Setting a time-out interval prevents regular expressions that rely on excessive backtracking from appearing to stop responding when they process input that contains near matches. For more information, see Best Practices for Regular Expressions and Backtracking. To set a reasonable time-out interval, consider the following factors:

  • The length and complexity of the regular expression pattern. Longer and more complex regular expressions require more time than shorter and simpler ones.
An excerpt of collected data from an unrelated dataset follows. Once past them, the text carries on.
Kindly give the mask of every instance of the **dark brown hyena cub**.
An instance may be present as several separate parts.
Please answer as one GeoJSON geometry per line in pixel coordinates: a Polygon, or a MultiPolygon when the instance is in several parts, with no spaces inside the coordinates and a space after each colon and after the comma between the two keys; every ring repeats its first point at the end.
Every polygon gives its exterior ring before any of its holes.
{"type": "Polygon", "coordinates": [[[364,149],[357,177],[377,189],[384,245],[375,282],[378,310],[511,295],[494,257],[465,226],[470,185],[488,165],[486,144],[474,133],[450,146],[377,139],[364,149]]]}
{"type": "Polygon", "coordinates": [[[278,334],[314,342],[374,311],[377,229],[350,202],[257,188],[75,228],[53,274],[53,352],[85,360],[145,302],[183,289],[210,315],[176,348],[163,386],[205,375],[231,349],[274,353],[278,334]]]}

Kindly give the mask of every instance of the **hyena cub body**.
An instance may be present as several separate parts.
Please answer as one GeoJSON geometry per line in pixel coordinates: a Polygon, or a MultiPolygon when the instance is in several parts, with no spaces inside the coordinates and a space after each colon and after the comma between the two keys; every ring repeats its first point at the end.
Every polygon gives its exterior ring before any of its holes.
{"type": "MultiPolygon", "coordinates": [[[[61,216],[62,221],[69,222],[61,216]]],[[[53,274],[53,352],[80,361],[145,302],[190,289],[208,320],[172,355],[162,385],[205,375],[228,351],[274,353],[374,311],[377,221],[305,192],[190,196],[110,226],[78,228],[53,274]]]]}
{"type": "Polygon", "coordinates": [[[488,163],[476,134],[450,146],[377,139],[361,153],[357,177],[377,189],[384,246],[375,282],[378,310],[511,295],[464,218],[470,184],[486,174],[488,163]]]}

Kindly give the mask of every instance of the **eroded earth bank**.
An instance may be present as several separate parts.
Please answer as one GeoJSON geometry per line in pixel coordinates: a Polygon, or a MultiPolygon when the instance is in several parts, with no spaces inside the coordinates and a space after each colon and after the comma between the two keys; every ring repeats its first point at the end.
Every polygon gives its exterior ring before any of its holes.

  • The expected machine load. Processing takes more time on systems that have high CPU and memory utilization.

Notes to Callers

We recommend that you set the matchTimeout parameter to an appropriate value, such as two seconds. If you disable time-outs by specifying InfiniteMatchTimeout, the regular expression engine offers slightly better performance. However, you should disable time-outs only under the following conditions:

  • When the input processed by a regular expression is derived from a known and trusted source or consists of static text. This excludes text that has been dynamically input by users.

  • When the regular expression pattern has been thoroughly tested to ensure that it efficiently handles matches, non-matches, and near matches.

  • When the regular expression pattern contains no language elements that are known to cause excessive backtracking when processing a near match.